The binary size of the executable is about 100kb smaller so this may be ideal for embedded systems where hard disk space is limited.
Reducing memory usage¶
Avoid unnecessary use of clone(), to_string(), and to_owned()¶
Using clone() or to_string() are easy ways to resolve compilation errors related to ownership. However, they will usually result in high usage of memory and should be avoided. It is always best to first see if you can replace them with low cost references.
Before ¶
For example, if you want to iterate the same Vec multiple times, you can use clone() to eliminate compilation errors.
fn main() {
let lst = vec![1, 2, 3];
for x in lst.clone() { // In order to eliminate compile errors
println!("{x}");
}
for x in lst {
println!("{x}");
}
}
After ¶
However, by using references as shown below, you can remove the need to use clone().
fn main() {
let lst = vec![1, 2, 3];
for x in &lst { // Eliminate compile errors with a reference
println!("{x}");
}
for x in lst {
println!("{x}");
}
}
Effectiveness(Real example from a Pull Request) ¶
In the following example, by replacing unnecessary clone(), to_string(), and to_owned() usage,
we were able to significantly reduce memory usage.
Use Iterator instead of Vec¶
Vec keeps all elements in memory, so it uses a lot of memory in proportion to the number of elements.
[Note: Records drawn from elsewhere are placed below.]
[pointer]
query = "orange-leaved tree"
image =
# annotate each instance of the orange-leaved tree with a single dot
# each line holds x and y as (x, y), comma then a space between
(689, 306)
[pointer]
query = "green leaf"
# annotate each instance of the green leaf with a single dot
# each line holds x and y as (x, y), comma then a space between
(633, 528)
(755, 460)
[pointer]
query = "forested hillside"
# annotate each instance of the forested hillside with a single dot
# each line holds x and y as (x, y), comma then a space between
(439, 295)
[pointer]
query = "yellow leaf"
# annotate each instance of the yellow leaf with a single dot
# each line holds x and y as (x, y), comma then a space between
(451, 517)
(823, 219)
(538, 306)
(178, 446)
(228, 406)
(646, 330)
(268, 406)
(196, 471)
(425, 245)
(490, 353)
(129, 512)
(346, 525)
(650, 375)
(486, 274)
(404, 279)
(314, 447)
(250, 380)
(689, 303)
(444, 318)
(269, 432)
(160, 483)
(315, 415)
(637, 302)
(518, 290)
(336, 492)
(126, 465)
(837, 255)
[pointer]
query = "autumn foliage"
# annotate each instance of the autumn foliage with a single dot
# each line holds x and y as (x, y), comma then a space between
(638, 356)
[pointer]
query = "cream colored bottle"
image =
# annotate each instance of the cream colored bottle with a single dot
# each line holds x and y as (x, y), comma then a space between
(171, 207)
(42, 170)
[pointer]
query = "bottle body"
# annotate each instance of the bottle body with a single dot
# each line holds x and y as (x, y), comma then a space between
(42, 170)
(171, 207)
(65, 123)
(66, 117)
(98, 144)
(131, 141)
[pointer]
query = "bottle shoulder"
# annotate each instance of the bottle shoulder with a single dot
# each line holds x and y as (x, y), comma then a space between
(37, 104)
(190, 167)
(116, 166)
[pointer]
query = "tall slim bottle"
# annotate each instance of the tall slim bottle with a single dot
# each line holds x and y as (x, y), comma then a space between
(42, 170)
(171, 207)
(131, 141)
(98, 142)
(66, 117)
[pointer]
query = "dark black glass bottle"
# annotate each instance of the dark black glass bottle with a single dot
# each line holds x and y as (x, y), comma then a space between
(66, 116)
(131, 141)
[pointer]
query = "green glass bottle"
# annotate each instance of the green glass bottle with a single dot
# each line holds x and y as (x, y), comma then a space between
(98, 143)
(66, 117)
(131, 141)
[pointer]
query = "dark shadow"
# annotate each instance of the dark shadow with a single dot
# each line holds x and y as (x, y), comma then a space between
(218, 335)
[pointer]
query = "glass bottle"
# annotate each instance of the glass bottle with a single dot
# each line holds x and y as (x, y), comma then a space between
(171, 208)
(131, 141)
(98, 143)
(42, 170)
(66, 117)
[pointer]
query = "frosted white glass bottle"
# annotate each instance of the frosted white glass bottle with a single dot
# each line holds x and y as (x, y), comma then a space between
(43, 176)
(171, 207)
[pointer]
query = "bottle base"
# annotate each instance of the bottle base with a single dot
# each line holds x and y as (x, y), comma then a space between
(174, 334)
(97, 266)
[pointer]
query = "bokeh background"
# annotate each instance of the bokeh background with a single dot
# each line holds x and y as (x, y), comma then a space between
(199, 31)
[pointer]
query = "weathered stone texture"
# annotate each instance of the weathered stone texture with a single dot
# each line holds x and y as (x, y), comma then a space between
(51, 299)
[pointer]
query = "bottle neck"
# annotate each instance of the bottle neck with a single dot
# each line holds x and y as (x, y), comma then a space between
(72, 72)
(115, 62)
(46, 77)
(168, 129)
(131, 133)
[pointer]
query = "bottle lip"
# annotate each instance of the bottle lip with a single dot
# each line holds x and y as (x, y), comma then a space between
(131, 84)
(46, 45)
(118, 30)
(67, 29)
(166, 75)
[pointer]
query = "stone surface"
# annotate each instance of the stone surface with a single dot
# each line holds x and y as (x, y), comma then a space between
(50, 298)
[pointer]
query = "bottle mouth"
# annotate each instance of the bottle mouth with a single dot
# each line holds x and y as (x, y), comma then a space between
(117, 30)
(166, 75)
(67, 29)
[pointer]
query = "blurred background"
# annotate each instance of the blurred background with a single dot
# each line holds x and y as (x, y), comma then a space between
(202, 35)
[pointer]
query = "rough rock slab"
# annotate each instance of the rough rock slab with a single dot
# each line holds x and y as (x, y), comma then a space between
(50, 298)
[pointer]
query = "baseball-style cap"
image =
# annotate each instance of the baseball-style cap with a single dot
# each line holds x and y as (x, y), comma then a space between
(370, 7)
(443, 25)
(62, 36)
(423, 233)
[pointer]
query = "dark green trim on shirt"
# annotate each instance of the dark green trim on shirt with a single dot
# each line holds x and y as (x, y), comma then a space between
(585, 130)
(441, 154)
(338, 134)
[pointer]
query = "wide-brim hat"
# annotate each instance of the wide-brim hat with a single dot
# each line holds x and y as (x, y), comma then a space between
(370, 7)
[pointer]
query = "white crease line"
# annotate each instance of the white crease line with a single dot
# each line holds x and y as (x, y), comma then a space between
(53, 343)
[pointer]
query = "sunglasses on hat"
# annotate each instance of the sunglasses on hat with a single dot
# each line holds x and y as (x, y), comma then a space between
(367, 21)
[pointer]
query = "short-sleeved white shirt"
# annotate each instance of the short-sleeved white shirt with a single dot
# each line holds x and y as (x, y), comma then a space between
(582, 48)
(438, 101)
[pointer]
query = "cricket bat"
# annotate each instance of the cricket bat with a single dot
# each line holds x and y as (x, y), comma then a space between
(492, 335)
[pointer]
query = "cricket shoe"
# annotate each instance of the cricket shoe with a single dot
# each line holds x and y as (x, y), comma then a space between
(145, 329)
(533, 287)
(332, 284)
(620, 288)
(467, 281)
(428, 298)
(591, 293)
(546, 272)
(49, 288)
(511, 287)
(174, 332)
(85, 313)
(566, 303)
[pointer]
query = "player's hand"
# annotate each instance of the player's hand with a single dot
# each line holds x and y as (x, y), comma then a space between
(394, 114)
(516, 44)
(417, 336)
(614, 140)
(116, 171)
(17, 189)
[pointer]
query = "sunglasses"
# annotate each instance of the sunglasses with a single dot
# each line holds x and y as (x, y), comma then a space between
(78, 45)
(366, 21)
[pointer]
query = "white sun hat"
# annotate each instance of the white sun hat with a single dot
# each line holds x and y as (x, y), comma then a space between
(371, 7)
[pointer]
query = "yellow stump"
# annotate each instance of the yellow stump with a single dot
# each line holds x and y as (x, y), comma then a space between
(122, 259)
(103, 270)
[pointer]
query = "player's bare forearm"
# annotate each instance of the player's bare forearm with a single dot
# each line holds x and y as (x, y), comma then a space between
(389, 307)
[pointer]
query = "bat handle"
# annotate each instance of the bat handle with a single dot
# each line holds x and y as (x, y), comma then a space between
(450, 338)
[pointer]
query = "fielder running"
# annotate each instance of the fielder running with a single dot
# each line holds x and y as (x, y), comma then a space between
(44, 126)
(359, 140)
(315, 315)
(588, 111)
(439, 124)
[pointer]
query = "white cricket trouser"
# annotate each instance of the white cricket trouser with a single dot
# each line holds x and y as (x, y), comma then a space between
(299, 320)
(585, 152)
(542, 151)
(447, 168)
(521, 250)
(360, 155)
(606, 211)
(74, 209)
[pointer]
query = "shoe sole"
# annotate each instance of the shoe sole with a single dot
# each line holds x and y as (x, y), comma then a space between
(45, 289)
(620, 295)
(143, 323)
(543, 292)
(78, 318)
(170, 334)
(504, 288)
If processing one element at a time is sufficient, then using an Iterator instead will use much less memory.
Before ¶
For example, the following return_lines() function reads a file of about 1 GB and returns a Vec:
use std::fs::File;
use std::io::{BufRead, BufReader};
fn return_lines() -> Vec<String> {
let f = File::open("sample.txt").unwrap();
let buf = BufReader::new(f);
buf.lines()
.map(|l| l.expect("Could not parse line"))
.collect()
}
fn main() {
let lines = return_lines();
for line in lines {
println!("{}", line)
}
}
After ¶
Instead you should return an Iterator Trait as follows:
use std::fs::File;
use std::io::{BufRead, BufReader};
fn return_lines() -> impl Iterator<Item=String> {
let f = File::open("sample.txt").unwrap();
let buf = BufReader::new(f);
buf.lines()
.map(|l| l.expect("Could not parse line"))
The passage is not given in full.